TomWaits (born Los Angeles, U.S.A. December 7th 1949) Happy Birthday Tom ! has for decades enacted persona from the underbelly
of the American Dream, the dispossessed, down-and-outs, hard drinkers, lonesome
drifters and out-of-luck gamblers in the era of the Great Depression, such characters
surviving in dire straits come sharply
alive now in the New Depression.
Waits and his extraordinary voice has become a true American phenomenon and a world-wide star; utterly archetypal in his persona, his voice croons, bellows, growls, barks and snarls with characters walking straight out of the pages of a Damon Runyan short story with more than a nod to American literary giants such as William Burroughs, Charles Bukowski and Jack Kerouac. The present state of Waits' voice is show-cased in Glitter and Doom (2009) recorded live at various venues on tour. A showman in the true sense of the word, Waits has also developed his acting career in several film roles, most recently as the sinister Mr. Nick in Terry Gilliam's metaphysical fantasy, The Imaginarium of Dr. Parnassus (2009).

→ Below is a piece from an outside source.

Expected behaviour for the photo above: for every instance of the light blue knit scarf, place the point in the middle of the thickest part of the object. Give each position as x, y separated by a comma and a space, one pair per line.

Bad as Me is Tom Waits' 17th album no less, since his debut recording in 1973. Although essentially rooted in R ‘n’B music, Waits shifts from genre to genre with ease – from Cuban Salsa to Metal, from Beat poet Jazz monologues to Weimar Republic-style Cabaret, from Vaudeville to Gospel and Blues. His song-writing is a compendium of American music. I can't think of any other singer/song-writer who has recorded in such a wide spectrum of genres or another singer capable of comparable vocal gymnastics (his vocal range encompasses 7 octaves) with perhaps the exception of the East German opera-trained, one time Punk rocker, Nina Hagen. And indeed Waits performs a Nina Hagen-style number in German on Alice (2002) entitled Kommienienzuspadt.